Из всех искусств. Съемочный период

Ненаписанные письма не дают мне спать. Из-за них пропадает голос и все время саднит нёбо. Я пробую его языком, оно все в порезах, словно я ела стекло. Ненаписанные письма маме, ненаписанные письма мужу, дочерям, себе, этому летчику, сидящему рядом. Пятый день, вылет за вылетом мы обследуем ложе реки, и ничего, кроме узкого каньона, по которому осторожно, как ящерица, скользит наш вертолет, ничего не находим.
 Но ведь был же, был этот мыс, на котором так просто разместилась бы  группа, декорации и вся наша чертова техника! Неужели мне приснился он десять лет назад и все, что произошло на нем?  Единственный человек, который верит мне - летчик Виктор.
Маленький зеленый вертолет то летит у самой воды, почти касаясь отвесных скал винтами, то кружится наверху, как собака за собственным хвостом, то садится прямо на камни в холодную прозрачную воду и по колено я брожу туда-сюда, пытаясь вспомнить, где? Где было то место?
- Нет, кажется не здесь, - говорю я равнодушно, старясь не глядеть летчику в глаза, и зеленая капля вновь взмывает в воздух, просачиваясь все дальше и дальше по узкой трещине, расколовшей древнюю кожу материка.
Почему я не могу писать? Что за сила отторгает меня от стола? Я боюсь. Чего? Себя. Труда. Открыться.
Господи, помилуй мя... Как давно я не видела эти жесткие спокойные глаза. Я думала, они одни на свете. Нет, здесь, на Севере у людей через одного такие.
Каньон изгибается, и машина меняет курс, следуя каждому изгибу, каждой впадине в скале. Пальцы летчика слегка дрожат, сжимая руль, он не отрываясь глядит вперед, как завороженный. Капелька пота скатывается по лбу и застревает меж бровей. Крутой поворот, вертолет разворачивается, у стрелок на панели паника, я оборачиваюсь и вижу, как распласталась по скале трава, растущая из расселин. Я уже не боюсь.
- Все видела?
Я киваю головой.
- Возвращаемся?
- А дальше? Я хочу посмотреть дальше.
- Дальше кончится бензин, и мы - брык!
- Что?
- Упадем.
Мы поднимаемся вверх так резко, что волосы прибивает к голове, делаем разворот на 180 градусов, берем курс на аэродром. Я вижу по рукам, свободно лежащим на штурвале, как он расслабился, капелька пота медленно сползла меж бровей, зависла на кончике носа и упала, разбившись о стекло спидометра. Виктор отер лоб рукавом, как колхозник на картине.

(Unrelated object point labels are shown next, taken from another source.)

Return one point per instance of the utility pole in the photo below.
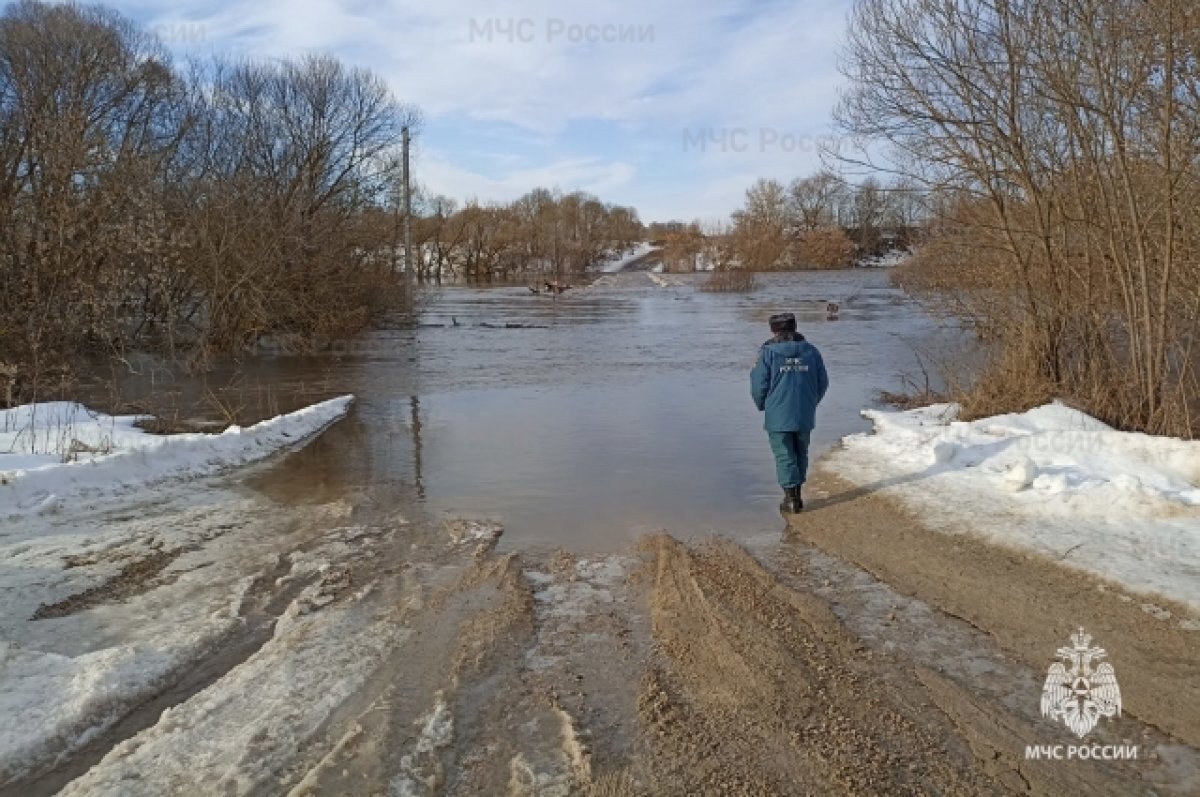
(409, 275)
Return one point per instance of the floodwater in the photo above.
(618, 411)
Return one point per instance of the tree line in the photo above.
(183, 207)
(1065, 136)
(821, 221)
(543, 233)
(195, 208)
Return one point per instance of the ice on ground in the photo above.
(142, 587)
(238, 745)
(420, 771)
(58, 451)
(1055, 480)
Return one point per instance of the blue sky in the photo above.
(673, 107)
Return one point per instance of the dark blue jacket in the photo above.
(787, 382)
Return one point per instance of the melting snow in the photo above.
(1122, 505)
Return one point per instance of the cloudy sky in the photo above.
(671, 106)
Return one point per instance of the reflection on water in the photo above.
(628, 412)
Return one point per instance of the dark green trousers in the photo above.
(791, 450)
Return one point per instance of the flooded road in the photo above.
(613, 412)
(395, 643)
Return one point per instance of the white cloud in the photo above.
(767, 69)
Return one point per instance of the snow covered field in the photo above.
(123, 567)
(613, 265)
(1053, 480)
(59, 451)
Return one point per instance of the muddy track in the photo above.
(855, 655)
(1026, 603)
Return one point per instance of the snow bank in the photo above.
(243, 731)
(617, 264)
(887, 261)
(1054, 480)
(109, 455)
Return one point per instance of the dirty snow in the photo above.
(238, 745)
(1053, 480)
(59, 453)
(144, 586)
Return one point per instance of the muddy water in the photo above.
(616, 411)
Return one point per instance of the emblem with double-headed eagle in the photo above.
(1079, 688)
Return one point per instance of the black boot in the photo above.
(791, 503)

Я привстала, чтобы взять сигарету, и вдруг толчок, я как ударилась макушкой о потолок кабины, аж во рту хрустнуло! Он улыбнулся первый раз за весь полет.
- Осторожно, воздушная яма.
- Ага, - сказала я и со злостью подумала: "Джентльмен".

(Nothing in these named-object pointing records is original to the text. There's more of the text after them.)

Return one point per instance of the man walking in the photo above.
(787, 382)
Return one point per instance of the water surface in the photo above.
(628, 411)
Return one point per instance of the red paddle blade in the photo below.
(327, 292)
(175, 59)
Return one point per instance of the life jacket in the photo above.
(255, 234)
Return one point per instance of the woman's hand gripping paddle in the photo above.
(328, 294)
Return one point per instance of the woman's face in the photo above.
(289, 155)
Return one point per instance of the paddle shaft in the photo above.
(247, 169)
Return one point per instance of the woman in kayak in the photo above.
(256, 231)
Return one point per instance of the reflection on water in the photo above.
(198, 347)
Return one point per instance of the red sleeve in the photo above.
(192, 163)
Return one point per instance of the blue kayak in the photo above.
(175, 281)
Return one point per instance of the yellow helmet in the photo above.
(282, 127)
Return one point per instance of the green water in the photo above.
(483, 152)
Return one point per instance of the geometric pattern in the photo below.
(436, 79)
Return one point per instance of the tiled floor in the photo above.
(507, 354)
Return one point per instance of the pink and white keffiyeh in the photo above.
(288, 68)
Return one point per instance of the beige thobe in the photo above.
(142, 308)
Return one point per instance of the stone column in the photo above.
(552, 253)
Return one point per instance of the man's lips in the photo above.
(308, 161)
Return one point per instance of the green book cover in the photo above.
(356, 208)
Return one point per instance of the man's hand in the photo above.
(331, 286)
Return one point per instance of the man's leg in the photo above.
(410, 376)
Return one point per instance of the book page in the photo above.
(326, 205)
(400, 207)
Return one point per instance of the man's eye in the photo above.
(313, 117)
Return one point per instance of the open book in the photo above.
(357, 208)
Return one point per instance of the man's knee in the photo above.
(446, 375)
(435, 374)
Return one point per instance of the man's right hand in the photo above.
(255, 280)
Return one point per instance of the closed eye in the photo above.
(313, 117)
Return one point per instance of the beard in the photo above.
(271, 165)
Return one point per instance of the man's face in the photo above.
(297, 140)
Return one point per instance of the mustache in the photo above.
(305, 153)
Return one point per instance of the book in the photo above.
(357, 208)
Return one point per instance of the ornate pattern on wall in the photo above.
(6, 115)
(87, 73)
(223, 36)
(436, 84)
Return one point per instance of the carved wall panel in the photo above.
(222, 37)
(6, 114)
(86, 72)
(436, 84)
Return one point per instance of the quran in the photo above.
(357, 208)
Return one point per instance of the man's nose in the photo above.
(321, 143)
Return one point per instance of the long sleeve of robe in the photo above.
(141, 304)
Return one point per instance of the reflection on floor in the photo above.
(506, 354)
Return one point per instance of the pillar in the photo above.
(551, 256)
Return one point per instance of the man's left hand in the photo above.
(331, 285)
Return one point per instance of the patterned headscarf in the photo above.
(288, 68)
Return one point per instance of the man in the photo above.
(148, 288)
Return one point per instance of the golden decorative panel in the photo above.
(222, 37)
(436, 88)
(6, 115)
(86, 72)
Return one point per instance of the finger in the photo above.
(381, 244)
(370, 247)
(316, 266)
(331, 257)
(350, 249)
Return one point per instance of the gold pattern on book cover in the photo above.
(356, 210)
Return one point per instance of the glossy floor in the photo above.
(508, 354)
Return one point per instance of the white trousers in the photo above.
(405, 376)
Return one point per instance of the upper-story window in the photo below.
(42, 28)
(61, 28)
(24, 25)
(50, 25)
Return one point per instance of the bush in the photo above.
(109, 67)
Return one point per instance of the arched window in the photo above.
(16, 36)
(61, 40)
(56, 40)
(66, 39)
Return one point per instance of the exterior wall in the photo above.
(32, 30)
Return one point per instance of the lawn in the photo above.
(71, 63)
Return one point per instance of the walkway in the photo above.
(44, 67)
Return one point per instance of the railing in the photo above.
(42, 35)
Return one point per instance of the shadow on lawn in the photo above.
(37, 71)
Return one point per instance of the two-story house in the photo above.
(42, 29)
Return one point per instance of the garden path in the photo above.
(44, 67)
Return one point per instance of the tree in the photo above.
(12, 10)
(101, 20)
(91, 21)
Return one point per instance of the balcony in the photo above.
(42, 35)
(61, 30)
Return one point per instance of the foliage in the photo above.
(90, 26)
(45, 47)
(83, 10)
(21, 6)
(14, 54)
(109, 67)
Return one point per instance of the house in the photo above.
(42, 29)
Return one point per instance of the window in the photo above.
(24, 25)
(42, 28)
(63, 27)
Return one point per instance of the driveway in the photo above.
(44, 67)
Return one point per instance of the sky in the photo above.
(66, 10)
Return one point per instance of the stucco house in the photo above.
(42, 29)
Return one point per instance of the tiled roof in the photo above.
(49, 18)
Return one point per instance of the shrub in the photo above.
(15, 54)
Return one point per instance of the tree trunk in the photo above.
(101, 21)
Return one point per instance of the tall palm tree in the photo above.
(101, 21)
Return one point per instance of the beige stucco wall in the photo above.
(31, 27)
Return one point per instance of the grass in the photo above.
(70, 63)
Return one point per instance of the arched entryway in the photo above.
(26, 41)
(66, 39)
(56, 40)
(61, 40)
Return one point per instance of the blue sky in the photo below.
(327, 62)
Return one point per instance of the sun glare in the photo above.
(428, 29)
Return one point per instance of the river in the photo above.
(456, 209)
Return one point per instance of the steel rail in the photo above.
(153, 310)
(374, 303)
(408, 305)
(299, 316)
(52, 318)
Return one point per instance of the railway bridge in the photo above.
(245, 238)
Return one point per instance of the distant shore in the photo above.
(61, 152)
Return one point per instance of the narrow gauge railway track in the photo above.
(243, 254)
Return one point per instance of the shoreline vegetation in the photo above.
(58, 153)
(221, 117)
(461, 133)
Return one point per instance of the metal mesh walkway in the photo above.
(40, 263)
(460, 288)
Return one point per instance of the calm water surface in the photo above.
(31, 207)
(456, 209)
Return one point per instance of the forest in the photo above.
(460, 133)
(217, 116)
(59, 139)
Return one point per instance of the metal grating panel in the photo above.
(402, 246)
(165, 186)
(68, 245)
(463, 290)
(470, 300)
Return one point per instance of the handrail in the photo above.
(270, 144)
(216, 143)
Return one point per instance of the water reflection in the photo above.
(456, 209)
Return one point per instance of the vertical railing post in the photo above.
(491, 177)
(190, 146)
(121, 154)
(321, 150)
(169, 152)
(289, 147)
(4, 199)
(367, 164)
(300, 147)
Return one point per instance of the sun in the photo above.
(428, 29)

Я заблудилась во времени? Что произошло за эти годы? Река проглотила его, как глотают холодные рыбки листья и траву, падающие в воду? А может, ничего не было, никакого мыса,  и вся эта история - лишь моя больная фантазия, не дающая мне спать по ночам?

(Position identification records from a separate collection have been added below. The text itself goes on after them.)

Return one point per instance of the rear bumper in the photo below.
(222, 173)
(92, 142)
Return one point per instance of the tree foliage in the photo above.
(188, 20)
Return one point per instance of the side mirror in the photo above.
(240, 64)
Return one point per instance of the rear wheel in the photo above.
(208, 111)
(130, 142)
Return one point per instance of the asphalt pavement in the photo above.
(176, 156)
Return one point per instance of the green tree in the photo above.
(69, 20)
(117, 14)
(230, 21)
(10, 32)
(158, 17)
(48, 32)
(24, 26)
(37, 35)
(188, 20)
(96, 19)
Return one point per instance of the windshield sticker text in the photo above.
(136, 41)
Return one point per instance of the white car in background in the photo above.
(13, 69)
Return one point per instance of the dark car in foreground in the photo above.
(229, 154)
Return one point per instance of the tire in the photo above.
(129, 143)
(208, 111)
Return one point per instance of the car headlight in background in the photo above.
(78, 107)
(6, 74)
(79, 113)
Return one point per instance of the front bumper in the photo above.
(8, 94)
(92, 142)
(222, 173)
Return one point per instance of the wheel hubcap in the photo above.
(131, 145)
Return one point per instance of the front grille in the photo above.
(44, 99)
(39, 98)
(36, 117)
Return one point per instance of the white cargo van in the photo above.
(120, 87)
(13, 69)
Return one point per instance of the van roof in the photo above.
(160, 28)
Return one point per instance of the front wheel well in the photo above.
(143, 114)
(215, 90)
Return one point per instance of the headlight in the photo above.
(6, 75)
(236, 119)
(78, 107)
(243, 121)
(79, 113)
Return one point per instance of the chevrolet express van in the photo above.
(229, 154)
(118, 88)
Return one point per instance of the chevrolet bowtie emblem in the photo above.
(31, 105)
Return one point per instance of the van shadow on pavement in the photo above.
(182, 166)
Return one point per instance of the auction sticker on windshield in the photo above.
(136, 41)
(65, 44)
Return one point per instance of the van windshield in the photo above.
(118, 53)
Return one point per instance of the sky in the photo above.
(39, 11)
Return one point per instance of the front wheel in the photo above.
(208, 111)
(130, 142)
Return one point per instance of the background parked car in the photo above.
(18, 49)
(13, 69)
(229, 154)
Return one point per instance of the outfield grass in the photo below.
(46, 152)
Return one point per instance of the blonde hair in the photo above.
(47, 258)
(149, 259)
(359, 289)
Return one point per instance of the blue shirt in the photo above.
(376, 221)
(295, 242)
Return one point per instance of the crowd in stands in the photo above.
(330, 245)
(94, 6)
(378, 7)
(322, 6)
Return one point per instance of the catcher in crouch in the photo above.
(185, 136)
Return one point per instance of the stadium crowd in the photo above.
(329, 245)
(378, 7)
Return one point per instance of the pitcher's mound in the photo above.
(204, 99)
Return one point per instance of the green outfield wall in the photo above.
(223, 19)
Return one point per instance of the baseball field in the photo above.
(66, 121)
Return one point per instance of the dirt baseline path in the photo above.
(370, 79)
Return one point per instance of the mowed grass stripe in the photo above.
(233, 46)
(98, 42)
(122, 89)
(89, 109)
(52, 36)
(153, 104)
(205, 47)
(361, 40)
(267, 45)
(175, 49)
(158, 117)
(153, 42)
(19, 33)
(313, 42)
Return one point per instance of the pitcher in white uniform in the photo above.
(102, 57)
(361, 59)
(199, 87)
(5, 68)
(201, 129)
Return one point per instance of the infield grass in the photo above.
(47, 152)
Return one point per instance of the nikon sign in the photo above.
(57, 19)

Вот там. Точно там. Сказать, чтоб сел?
- Ты можешь здесь сесть?
- Только в воду.
- Давай в воду.
- А вдруг глубоко?
- Взлететь сможем?
- Сможем, конечно.
Нет, не сейчас... Сторожка. Плотик на камнях. Господи, было это все или не было? Тот человек, которого  впустила когда-то в комнату, потом в свою жизнь, а теперь в свои сны, в свою работу? Тот куст в углу, похожий на парящего ангела с зелеными крыльями, устремленными вверх?
- Садись.
Я спрыгнула в ледяную воду по колено, выскочила на берег и поняла, нет, не тот мыс. Тот был больше. Но где его искать?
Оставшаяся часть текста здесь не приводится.